Tahun 2018 ICW melaporkan adanya penurunan menjadi 454 kasus Tipikor dimana Polri menangani 162 kasus Tipikor, Kejaksaan menangani 235 kasus Tipikor, dan KPK menangani 57 kasus Tipikor dimana ada 30 kasus OTT dimana ada proses hukum 1.087 orang tersangka.
Menurut Kurnia Zakaria Tindakan Hukum OTT KPK harus dievaluasi berdasarkan kriteria :
1. EFEKTIVITAS terkait erat dengan tercapainya hasil suatu tujuan kebijakan.
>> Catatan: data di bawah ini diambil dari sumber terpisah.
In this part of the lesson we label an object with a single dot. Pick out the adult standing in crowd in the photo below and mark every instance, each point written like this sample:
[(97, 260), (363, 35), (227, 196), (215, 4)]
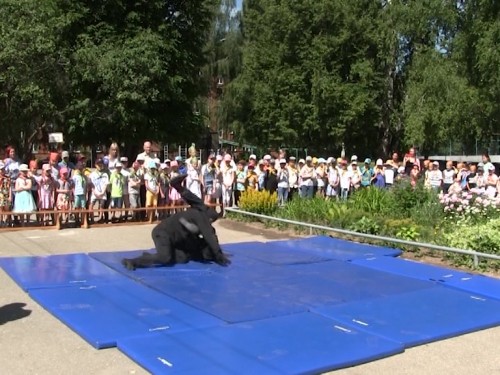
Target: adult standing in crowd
[(66, 163), (410, 160), (112, 157)]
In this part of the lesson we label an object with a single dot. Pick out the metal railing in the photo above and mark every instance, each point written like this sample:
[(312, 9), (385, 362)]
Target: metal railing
[(475, 254)]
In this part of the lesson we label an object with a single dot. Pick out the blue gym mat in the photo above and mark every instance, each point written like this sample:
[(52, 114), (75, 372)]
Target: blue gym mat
[(246, 290), (336, 248), (337, 282), (281, 255), (478, 284), (103, 314), (420, 316), (57, 271), (410, 268), (237, 294), (259, 315), (295, 344)]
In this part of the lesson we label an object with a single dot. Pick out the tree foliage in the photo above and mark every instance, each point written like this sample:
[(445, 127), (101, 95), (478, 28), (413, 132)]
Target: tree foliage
[(102, 70), (375, 75)]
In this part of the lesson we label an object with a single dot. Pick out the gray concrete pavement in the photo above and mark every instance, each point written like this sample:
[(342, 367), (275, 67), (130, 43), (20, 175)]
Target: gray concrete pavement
[(40, 344)]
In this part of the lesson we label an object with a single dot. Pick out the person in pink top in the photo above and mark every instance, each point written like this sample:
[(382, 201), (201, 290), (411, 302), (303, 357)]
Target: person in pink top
[(46, 193), (173, 195)]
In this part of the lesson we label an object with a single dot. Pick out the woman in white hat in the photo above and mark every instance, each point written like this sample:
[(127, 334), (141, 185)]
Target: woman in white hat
[(24, 203)]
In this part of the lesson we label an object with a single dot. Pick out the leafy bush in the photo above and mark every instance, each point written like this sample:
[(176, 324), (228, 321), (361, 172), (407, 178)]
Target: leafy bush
[(260, 202), (315, 210), (483, 237), (408, 198), (372, 200), (475, 206), (365, 225)]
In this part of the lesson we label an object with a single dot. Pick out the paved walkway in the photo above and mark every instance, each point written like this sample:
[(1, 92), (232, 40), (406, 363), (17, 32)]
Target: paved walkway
[(40, 344)]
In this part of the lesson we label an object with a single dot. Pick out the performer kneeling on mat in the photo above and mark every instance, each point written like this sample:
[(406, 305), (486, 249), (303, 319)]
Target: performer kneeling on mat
[(184, 236)]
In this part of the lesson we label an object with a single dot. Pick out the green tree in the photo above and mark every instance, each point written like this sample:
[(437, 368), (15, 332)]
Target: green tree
[(477, 51), (98, 71), (33, 83), (135, 69)]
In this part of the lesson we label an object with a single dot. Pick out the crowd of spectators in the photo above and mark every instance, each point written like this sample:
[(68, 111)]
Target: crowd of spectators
[(33, 190)]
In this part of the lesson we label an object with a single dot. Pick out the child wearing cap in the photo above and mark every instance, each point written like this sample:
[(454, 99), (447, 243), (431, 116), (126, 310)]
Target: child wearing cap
[(164, 183), (208, 179), (435, 176), (46, 193), (283, 183), (240, 181), (80, 188), (64, 193), (24, 203), (126, 174), (152, 189), (117, 183), (193, 177), (332, 189), (5, 196), (307, 176), (228, 179), (251, 179), (345, 180), (99, 181), (174, 195), (293, 177), (134, 185)]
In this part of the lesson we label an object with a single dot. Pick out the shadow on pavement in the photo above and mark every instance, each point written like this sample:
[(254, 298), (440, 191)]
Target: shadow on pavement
[(13, 311)]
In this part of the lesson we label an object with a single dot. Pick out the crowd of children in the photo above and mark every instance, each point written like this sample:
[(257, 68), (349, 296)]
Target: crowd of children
[(27, 191)]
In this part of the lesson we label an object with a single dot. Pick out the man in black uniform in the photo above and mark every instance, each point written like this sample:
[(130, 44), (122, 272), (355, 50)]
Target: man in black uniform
[(184, 236)]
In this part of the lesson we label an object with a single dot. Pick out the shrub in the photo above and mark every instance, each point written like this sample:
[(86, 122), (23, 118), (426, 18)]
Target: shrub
[(315, 210), (372, 200), (365, 225), (260, 202), (482, 237), (474, 206), (408, 198)]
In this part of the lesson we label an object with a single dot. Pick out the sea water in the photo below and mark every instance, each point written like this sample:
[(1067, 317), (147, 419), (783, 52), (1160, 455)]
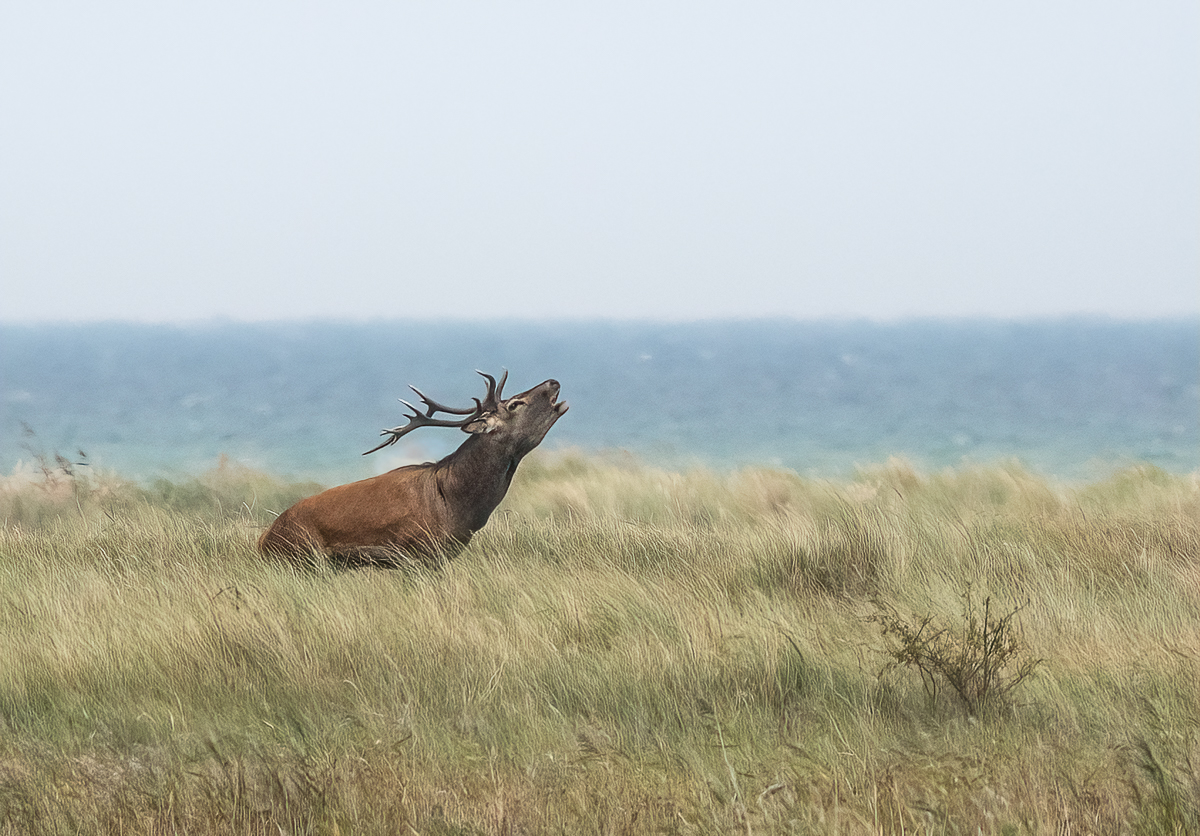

2. EFISIENSI berkenaan dengan jumlah usaha yang diperlukan untuk mencapai tujuan kebijakan,
3. KECUKUPAN terkait dengan seberapa jauh hasil kebijakan memberi kepuasan terhadap pencapaian,
4. PEMERATAAN dampak kebijakan terhadap kelompok-kelompok yang berbeda di masyarakat,
5. RESPONSIVITAS tentang seberapa jauh kebijakan mendapatkan reaksi dari masyarakat,
6. KETETAPAN merujuk pada nilai atau harga dari tujuan program dan kuatnya asumsi yang melandasi tujuan-tujuan tersebut.
OTT KPK harus seringkali dilakukan, baik oleh Polri, kejaksaan dan KPK maupun Satuan Tugas Khusus seperti Satgas Saber Pungli, Pemberantasan Illegal Logging, Pemberantasan Illegal Fishing, Pemberantasan Iilegal mining dan Tim Gabungan Pencari Fakta kalau perlu dibentuk.
Tahun 2023-2024 nanti sebagai pergerakan Anti Korupsi dan Pencucian Uang dan Pemberantasan Money Politic,” hal itu semuanya diungkapkan oleh Dr. Kurnia Zakaria., SH. MH., Pakar hukum dan juga Dosen pada Universitas Bung Karno.